You need not give up the offset-method to do this.  They should work 
together for additional security.

> To check, you'd get your stego
> software to pull out the first 2048 bits and decrypt the first X bits
> corresponding to whatever your modulus length is with your private key,
> if the result is "*STEGO FOLLOWS*+other", then theres a file there, else
> you know nothing exists there (at least not for you ..).

This is a good idea.  It will save you time you would have otherwise used
to try and decrypt the whole file.  However, this should only be used if 
the header fits in uniformly with the rest of the file.  Otherwise, the 
file will stand out as encrypted.  Of course, the data should be 
uniformly encrypted with Stealth PGP or its equivalent, as well.
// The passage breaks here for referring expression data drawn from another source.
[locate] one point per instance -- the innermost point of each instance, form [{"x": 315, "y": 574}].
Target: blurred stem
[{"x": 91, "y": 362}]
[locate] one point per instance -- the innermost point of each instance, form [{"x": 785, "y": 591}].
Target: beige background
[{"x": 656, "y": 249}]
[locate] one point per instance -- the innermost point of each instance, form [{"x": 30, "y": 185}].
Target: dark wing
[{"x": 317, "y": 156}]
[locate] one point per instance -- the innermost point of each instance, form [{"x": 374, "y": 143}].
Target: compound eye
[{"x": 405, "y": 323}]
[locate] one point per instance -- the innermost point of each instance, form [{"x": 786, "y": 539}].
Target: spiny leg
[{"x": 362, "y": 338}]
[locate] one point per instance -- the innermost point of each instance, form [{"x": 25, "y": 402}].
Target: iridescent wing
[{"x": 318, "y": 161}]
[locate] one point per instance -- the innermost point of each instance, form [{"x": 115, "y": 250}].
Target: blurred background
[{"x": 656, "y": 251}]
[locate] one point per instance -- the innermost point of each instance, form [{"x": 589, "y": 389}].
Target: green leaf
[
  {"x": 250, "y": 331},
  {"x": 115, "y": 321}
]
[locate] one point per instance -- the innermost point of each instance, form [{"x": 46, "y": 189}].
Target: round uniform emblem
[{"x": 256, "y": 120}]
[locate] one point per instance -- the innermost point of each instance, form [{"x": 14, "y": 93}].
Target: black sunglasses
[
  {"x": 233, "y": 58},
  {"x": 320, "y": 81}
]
> However, this is half hearted because after thinking about it, I've come
> to the conclusion that it's probably best if all the software does is
> push the bits in and leave it up to Stealth-PGP (or other software) to
> provide a means of creating the header and the proceeding data in a way
> so that no key-ID's or so on exist. 

The function of Stealth PGP, as I understand it, is not only to encrypt 
without information as to the intended reciever, but to leave no trace of 
encryption whatsoever.  Thus the need for a seperate, encrypted, header.
I think your modified proposal should work just fine.

> Then you could just
> "desteg < art | stealth-pgp > out" and watch Stealth-PGP's exit code.
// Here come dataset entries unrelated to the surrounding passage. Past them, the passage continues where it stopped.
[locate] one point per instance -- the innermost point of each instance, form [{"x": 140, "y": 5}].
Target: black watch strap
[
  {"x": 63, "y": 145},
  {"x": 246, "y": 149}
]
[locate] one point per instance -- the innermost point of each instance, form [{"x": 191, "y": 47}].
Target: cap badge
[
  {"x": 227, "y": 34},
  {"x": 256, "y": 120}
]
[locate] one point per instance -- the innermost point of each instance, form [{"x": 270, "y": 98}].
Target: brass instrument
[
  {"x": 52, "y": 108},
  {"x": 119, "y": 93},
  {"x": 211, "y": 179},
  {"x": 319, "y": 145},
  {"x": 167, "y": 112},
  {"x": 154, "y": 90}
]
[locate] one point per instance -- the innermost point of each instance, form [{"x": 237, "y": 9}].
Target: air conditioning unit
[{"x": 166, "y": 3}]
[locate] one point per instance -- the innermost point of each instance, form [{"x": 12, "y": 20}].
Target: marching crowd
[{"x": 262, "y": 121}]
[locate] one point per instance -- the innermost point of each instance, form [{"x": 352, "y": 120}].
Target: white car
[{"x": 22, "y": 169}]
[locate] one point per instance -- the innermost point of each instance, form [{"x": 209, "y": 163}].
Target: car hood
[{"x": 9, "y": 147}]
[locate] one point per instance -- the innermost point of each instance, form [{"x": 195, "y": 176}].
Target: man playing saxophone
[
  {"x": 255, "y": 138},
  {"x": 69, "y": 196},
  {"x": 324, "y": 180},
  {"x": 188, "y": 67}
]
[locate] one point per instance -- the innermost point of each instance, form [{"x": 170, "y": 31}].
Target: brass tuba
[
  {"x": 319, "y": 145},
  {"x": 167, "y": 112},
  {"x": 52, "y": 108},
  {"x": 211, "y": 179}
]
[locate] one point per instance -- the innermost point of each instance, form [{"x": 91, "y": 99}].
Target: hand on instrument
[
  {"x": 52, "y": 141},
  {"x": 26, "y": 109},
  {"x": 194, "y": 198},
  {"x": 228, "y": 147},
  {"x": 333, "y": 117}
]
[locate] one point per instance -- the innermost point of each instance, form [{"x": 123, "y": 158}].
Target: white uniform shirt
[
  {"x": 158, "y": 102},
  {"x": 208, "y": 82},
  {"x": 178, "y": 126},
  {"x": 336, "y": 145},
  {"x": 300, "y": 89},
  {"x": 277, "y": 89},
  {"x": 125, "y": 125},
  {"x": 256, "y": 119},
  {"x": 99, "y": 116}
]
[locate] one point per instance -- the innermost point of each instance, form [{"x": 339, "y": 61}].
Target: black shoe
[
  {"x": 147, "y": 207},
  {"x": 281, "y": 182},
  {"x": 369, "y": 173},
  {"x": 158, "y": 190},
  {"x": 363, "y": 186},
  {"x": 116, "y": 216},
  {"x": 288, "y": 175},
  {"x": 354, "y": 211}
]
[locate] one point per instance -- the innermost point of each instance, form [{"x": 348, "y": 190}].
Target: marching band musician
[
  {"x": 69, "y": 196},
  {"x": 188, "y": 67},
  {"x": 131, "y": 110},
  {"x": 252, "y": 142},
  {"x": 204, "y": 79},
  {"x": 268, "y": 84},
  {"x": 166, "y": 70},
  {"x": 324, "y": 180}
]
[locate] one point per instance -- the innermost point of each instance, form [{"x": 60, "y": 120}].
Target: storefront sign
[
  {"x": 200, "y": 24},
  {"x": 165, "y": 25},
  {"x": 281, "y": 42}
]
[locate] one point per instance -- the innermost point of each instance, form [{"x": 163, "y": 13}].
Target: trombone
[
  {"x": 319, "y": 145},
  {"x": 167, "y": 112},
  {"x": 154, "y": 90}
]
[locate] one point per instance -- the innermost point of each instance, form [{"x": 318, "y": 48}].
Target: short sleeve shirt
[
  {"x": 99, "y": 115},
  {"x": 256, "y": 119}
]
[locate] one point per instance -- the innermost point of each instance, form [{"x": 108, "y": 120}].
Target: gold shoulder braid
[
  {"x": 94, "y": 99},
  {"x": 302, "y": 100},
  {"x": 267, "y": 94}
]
If the desteg program automatically checks for encrypted, hidden 
fileheaders via un-stealth-pgp, it may be as simple as you've pointed 
out, anyway.

> The desteg software shouldn't attempt to put anything in to identify
> the presence of stegged data tho.

Your idea will save time at no loss to security, if the header is encrypted.
I see a problem only if the header is:

   1 - unencrypted
   2 - encrypted with a non-public key
   3 - encrypted but anamalous

If its encrypted with a public-key and blends in with the rest of the 
data and the rest of the file it should be fine.